The collection, due to its remarkable diversity, brings valuable research material for a large group of scholars interested in Christian, Islamic and Jewish traditions, and of importance for linguists and philologists, art historians, and musicologists. The collection is a storehouse of information for scholars interested in the archaeology and history of the Western and Eastern manuscript tradition.
The texts present great variety and contain theological and philosophical treatises, biblical and liturgical books, dictionaries, profane and religious poetry, collections of sermons, pilgrim accounts, and also cooking recipes and magic prayers. Among the books are also rare items, for instance texts written in Armenian and Arabic scripts but in Turkish language or the fragments of Byzantine manuscripts used for binding as the fly-leaves. A special group is made up by large size liturgical books with musical notations, produced for monastic choirs, as well as precious volumes lavishly decorated and illuminated with miniatures, initials and aniconic ornamentation. Research material of particular value consists of a variety of book covers (leather, textile, metal, decorative cardboards etc) representing diverse binding methods. As the whole, the collection presents a remarkably wide spectrum of Western and Eastern manuscript traditions: Christian, Islamic and Jewish.

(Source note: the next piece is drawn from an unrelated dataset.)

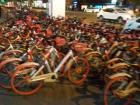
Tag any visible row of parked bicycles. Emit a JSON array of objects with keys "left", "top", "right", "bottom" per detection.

The particular character of the collection makes this digitisation a challenging task (particular problems arise at the photographing of huge size volumes and books illuminated in gold and silver) but the team of the applicant is well experienced and accustomed to work with difficult manuscripts.
The digital collections will be deposited with the Biblioteca della Custodia di Terra Sancta in Gerusalemme at St Saviour; the British Library; the Centro di Ricerca Europeo Libro Editoria Biblioteca, Milano, Università Cattolica; The Instituto Biblico del’Ateneo Antoniano, Roma; the Centre of Christian Oriental Studies, Cairo, Muski Monastery (library partner for BCTSG); and the Library of the Higher Franciscan Seminary in Kraków (Poland).
The project included three digitisation sessions lasting 11 full weeks in total and the following was completed:
The whole collection was researched, reorganised and relocated.
Several new manuscripts have been discovered and included to the collection.
The manuscripts in particularly bad physical condition and excluded from digitisation are safe-guarded in special boxes.
Prior to digitisation the conservator made small repairs to several manuscripts.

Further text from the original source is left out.